The Biden administration has told hospitals that they "must" provide abortion services if the life of the mother is at risk.
Officials say federal law on emergency treatment guidelines pre-empts state laws in jurisdictions that now ban the procedure without any exceptions following the Supreme Court's decision to end a constitutional right to abortion.
The Department of Health and Human Services cited requirements on medical facilities in the Emergency Medical Treatment and Labour Act (EMTALA).

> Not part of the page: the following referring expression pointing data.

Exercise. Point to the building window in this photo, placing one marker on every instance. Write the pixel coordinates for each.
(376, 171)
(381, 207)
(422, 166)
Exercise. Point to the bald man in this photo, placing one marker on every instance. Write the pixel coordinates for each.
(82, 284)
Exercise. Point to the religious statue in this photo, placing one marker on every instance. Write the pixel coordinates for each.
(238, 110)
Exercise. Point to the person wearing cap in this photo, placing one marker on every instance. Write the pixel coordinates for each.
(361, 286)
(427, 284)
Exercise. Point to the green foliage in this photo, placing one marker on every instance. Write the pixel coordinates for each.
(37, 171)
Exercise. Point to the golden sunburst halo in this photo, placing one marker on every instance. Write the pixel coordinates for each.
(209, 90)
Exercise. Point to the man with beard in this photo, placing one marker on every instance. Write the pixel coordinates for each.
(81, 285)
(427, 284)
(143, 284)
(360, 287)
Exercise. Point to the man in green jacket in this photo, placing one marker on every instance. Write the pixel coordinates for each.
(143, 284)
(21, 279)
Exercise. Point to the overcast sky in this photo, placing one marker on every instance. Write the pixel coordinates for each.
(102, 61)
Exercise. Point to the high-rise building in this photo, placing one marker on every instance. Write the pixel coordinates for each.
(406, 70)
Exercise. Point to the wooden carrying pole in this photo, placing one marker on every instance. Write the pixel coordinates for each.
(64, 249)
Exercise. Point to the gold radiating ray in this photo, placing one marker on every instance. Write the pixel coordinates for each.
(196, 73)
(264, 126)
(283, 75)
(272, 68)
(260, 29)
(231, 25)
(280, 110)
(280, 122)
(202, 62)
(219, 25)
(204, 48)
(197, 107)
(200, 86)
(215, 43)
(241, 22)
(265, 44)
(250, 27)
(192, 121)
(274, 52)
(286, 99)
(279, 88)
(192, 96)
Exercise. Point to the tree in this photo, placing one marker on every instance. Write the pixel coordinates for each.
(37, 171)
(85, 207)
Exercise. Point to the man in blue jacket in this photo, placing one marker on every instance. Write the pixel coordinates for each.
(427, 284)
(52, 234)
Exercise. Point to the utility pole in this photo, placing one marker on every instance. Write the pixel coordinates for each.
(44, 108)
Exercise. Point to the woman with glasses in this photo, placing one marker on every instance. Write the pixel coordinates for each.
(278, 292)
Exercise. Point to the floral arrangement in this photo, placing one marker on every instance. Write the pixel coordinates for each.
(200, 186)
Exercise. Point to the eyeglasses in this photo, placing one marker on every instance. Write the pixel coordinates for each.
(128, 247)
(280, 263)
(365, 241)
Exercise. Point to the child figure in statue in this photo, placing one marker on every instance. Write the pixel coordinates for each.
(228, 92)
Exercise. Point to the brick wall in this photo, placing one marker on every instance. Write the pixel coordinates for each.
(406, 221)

The law requires medical facilities to determine whether a person seeking treatment may be in labour or whether they face an emergency health situation - or one that could develop into an emergency - and to provide treatment.
"If a physician believes that a pregnant patient presenting at an emergency department is experiencing an emergency medical condition as defined by EMTALA, and that abortion is the stabilising treatment necessary to resolve that condition, the physician must provide that treatment," the agency's guidance states.

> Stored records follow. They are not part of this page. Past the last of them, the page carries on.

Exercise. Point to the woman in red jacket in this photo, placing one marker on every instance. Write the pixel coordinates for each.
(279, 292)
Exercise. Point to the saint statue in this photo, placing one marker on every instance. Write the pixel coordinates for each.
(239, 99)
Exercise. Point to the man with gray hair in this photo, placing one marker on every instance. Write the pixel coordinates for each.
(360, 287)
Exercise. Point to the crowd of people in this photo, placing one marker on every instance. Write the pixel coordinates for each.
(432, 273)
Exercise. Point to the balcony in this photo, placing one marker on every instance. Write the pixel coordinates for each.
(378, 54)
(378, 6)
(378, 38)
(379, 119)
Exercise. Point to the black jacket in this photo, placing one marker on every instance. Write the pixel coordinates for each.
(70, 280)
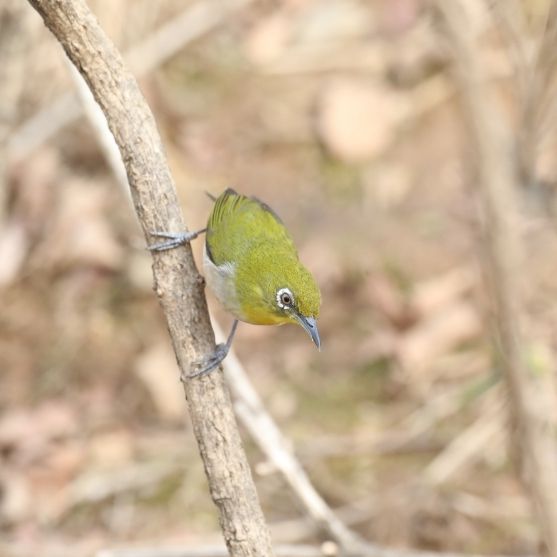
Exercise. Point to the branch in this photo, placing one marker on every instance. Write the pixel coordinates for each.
(142, 58)
(270, 440)
(177, 282)
(531, 396)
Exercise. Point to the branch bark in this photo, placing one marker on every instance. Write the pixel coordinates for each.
(534, 421)
(177, 282)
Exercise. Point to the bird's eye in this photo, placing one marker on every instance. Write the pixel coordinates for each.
(285, 299)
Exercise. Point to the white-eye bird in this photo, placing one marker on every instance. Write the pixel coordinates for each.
(252, 267)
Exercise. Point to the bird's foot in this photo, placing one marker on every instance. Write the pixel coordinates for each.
(211, 363)
(173, 239)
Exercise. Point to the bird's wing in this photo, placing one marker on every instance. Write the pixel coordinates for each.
(237, 223)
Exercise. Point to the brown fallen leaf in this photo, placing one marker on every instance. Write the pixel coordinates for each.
(431, 295)
(436, 336)
(359, 119)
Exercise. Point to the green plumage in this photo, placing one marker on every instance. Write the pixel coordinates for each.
(255, 258)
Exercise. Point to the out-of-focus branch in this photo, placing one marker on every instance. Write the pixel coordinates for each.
(534, 439)
(14, 38)
(267, 435)
(177, 282)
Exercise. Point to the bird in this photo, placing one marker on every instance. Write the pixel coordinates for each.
(252, 267)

"When a state law prohibits abortion and does not include an exception for the life of the pregnant person - or draws the exception more narrowly than EMTALA's emergency medical condition definition - that state law is pre-empted."
The department said emergency conditions include "ectopic pregnancy, complications of pregnancy loss, or emergent hypertensive disorders, such as preeclampsia with severe features".
"It is critical that providers know that a physician or other qualified medical personnel's professional and legal duty to provide stabilising medical treatment to a patient who presents to the emergency department and is found to have an emergency medical condition pre-empts any directly conflicting state law or mandate that might otherwise prohibit such treatment," HHS Secretary Xavier Becerra wrote in a letter to healthcare providers.
The department says its guidance does not reflect new policy, but merely reminds doctors and providers of their existing obligations under federal law.
"Under federal law, providers in emergency situations are required to provide stabilizing care to someone with an emergency medical condition, including abortion care if necessary, regardless of the state where they live," said Centres for Medicare & Medicaid Services Administrator Chiquita Brooks-LaSure.
"CMS will do everything within our authority to ensure that patients get the care they need."